I’ll confess, I’ve always known the RUF CTR Yellowbird by its reputation more than by its accomplishments. I knew it was a cool car, but I never really investigated why.

Matt Farah is here to help people like me who were more interested in Big Bird than the Yellowbird when it was crushing the competition. In a series called Modified, he tracks the history of the car and shares some driving impressions of the tuned Porsche.

And there’s a wealth of ridiculous feats that the Yellowbird accomplished to talk about. There’s the sideways lap of the Nurburgring in loafers, the 211 mph high-speed test for Road & Track, the 11.6-second quarter-mile time (something a stock 911 did not match until it unleashed the 997 Turbo), all of which contributed to the legend.

Also Read: Explore The History Of Ruf Automobile With This Epic 30-Minute Film

Power came from a twin-turbocharged 3.4-liter flat-six that made 463 hp and 408 lb-ft of torque. The transmission, one of RUF’s own, was a five-speed manual with a dogleg first. Along with the race car transmission came race car tech, like a knob that could move the brake bias fore and aft on the fly.

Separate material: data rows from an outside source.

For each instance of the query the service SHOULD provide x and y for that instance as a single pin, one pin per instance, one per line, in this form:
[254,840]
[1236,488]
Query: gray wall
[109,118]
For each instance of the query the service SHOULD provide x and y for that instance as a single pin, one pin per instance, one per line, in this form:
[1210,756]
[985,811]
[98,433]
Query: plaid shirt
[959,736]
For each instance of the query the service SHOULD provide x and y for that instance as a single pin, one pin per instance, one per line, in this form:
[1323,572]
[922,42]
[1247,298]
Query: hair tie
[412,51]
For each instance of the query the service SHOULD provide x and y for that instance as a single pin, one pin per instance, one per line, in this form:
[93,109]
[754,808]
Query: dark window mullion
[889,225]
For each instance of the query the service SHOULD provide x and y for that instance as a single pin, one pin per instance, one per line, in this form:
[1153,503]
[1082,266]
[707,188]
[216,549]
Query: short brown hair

Surprisingly, though, despite all of that, the car wasn’t some high-strung purebred. Legend has it, Alois Ruf drove the car home after it set its 211 mph top speed. According to Farah, the quality is as impressive as the performance.

“I don’t know if I’ve ever driven a car that had a Porsche engine that was not just more powerful but smoother and more advanced and more technological and somehow even more precise than Porsche themselves are capable of building,” he says.

The smoothness and precision were born out of respect for the original. Ruf said that the Yellowbird’s engine was his interpretation of a Porsche 956 Group C engine, a reference that really paints a picture of what the tuner was trying to accomplish.

“This isn’t just a 911 made faster,” concludes Farah. “It’s been completely rethought for a purpose.”